Abstract
INTRODUCTION
The behavioral and cognitive features of the leucine-rich repeat kinase G2019S mutation in Parkinson’s disease in the Ashkenazi Jewish population are not well described; therefore we sought to more systematically characterize these features using a semi-structured psychiatric interview and neuropsychological testing.
METHODS
Twenty-one Ashkenazi Jewish patients having the leucine-rich repeat kinase G2019S mutation were compared with age, sex and gender matched Ashkenazi Jewish Parkinson’s disease patients without mutations.
RESULTS
While overall rates of affective disorders were not greater in mutation carriers, the carriers exhibited a six-fold increased risk of pre-morbid affective disorders (OR 6.0, p=0.10) as determined by the Structured Clinical Interview for the Diagnostic and Statistical Manual of Mental Disorders–IV. Of interest, we identified two leucine-rich repeat kinase carriers with bipolar disorder; no mutation negative subjects had this diagnosis. Performance on the Hopkins Verbal Learning Test- Revised, Judgment of Line Orientation, and Frontal Assessment Battery was consistent with previous reports and did not differ between groups.
DISCUSSION
Study findings suggest a possible association between pre-morbid mood disorders and leucine-rich repeat kinase Parkinson’s disease warranting further evaluation.

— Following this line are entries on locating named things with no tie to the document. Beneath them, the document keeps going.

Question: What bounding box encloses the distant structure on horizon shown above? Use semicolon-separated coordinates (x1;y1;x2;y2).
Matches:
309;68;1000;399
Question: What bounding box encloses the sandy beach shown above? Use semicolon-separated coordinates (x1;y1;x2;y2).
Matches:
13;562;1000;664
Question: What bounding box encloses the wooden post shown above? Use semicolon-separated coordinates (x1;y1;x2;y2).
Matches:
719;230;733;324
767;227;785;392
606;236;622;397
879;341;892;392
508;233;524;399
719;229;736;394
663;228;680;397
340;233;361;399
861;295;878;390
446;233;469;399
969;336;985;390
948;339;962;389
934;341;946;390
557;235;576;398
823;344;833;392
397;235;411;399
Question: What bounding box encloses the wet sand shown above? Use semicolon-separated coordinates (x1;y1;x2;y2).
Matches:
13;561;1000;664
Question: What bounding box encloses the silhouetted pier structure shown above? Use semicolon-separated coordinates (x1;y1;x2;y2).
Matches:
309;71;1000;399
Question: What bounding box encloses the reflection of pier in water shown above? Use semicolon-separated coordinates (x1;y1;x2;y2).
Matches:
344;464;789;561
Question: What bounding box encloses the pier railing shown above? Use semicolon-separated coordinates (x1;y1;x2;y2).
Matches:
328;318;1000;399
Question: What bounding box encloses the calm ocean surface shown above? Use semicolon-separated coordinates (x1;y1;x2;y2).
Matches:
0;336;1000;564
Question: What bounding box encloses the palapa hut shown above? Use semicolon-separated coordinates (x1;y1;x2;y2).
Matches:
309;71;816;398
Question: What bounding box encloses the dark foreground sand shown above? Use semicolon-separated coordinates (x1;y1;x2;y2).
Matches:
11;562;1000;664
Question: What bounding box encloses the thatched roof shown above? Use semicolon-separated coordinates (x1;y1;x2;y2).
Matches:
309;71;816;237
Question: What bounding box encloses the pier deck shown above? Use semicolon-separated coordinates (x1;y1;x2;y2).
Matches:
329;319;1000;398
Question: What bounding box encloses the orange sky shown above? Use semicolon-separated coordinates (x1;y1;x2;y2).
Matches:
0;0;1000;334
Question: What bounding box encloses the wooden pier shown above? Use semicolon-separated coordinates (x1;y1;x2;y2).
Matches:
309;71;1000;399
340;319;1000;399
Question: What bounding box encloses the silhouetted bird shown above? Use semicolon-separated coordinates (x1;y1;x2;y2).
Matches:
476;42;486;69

Keywords: Parkinson’s disease, LRRK2, Mood, Depression, Cognition
INTRODUCTION
Parkinson’s disease is the second most common neurodegenerative disorder1 and its diagnostic criteria include the hallmark motor signs of bradykinesia, rest tremor, rigidity and postural instability2. In practice, the clinical presentation and course of the disease is heterogeneous with variability in onset, progression, and severity of motor and non-motor symptoms. The basis for this variation in Parkinson’s disease phenotype is unknown but thought to be due to environmental and genetic factors3–7. One of these genetic factors is the leucine-rich repeat kinase 2 gene at the PARK8 locus8, 9. At least eight pathogenic LRRK2 mutations have been identified10, 11 and the G2019S mutation is common in certain PD populations, including Ashkenazi Jews; 10–18% of unselected Ashkenazi PD patients and 30% of those with a PD family history are reported to harbor the mutation 12–14.
Studies on the clinical expression of G2019S and whether it differs from idiopathic PD are conflicting. Several early studies suggested LRRK2 PD is indistinguishable from sporadic or idiopathic PD 15, 16. An analysis of a large combined multinational cohort, however, found that patients with LRRK2 mutations had a more benign course with a lower rate of falls, slower progression, less cognitive decline and less olfaction loss17. Other studies have identified a more severe disease course with higher UPDRS scores, more dyskinesias, higher dosages of dopaminergic medication, a greater likelihood of the postural instability and gait difficulty phenotype, and greater cognitive impairment 18–21.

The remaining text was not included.